Class date: April 9, 2024

Plan: You’ll walk through your code so far step by step and demonstrate to another team that all steps are accurate.

Process:

One team will talk through each section of code in their project so far and explain how they checked the accuracy of those steps.
The other team will listen, ask questions, and provide suggestions. The listening team members should keep in mind the following characteristics from the Code quality and documentation section of the project rubric:
- Are functions used effectively to reduce code duplication?
- Do functions do a single small task?
- Are loops/purrr used appropriately to handle repeated tasks?
- Is their clear documentation in the text before and after code chunks of what is happening in each code chunk?
- Are code comments used to add clarity inside code chunks?
- When using a clean dataset for modeling and/or visualization, is it clear what the cases represent and what portion (possibly a subset) of the data is being used?
Take notes on what you learn from peer feedback on your code and what you learn from observing your peer’s code. This will be part of the reflection for Skills Session 2.

Class date: April 11, 2024

Plan: We’ll look at some materials to provide inspiration and guidance for your projects.

Section 4.2.1 Guidelines for good plots presents 6 guidelines for creating great plots:

Although it’s not explicitly stated, an overarching theme is to facilitate comparisons.

When you present your visualizations, what aspects is the viewer drawn to, and what do they want to compare?
Make it as easy as possible to compare those things.

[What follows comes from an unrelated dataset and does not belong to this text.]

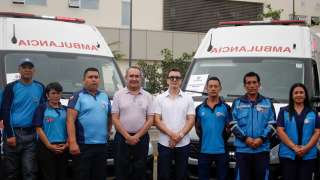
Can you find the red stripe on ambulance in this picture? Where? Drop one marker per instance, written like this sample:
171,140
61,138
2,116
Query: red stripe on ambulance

Example: grid of scatterplots

Scatterplot grids are considered in Guideline 5: Consider using small multiples.
What if the viewer ultimately wants to focus on the slope and the strength of the correlation?
- Then it might be more effective to summarize each scatter plot with the correlation coefficient, slope estimate, and slope confidence interval.
- geom_point(), geom_linerange()/geom_errorbar() would be effective here.

Exercise: If your digital deliverable (whether blog post or Shiny app) could only show 3 visuals, what would they be? Why?

Let’s take a moment to explore The Pudding’s 30 Years of American Anxieties.

In what ways do these letters reveal essential context that would never be found in a dataset?
What hidden context can you imagine for your dataset?
- What additional information could accompany your dataset to provide a more full picture of the lived experiences of all those who may have been connected to the data?
- Who collected this data? Why? What might have been their agenda?
- How might the agendas of the data collectors affected what data are available? In terms of:
  - What cases are present in and absent from the data?
  - What variables are available and in what format (e.g., categories)?
- Think about the labor involved in collecting your data. Whose labor is most visible and applauded? Whose labor is invisible?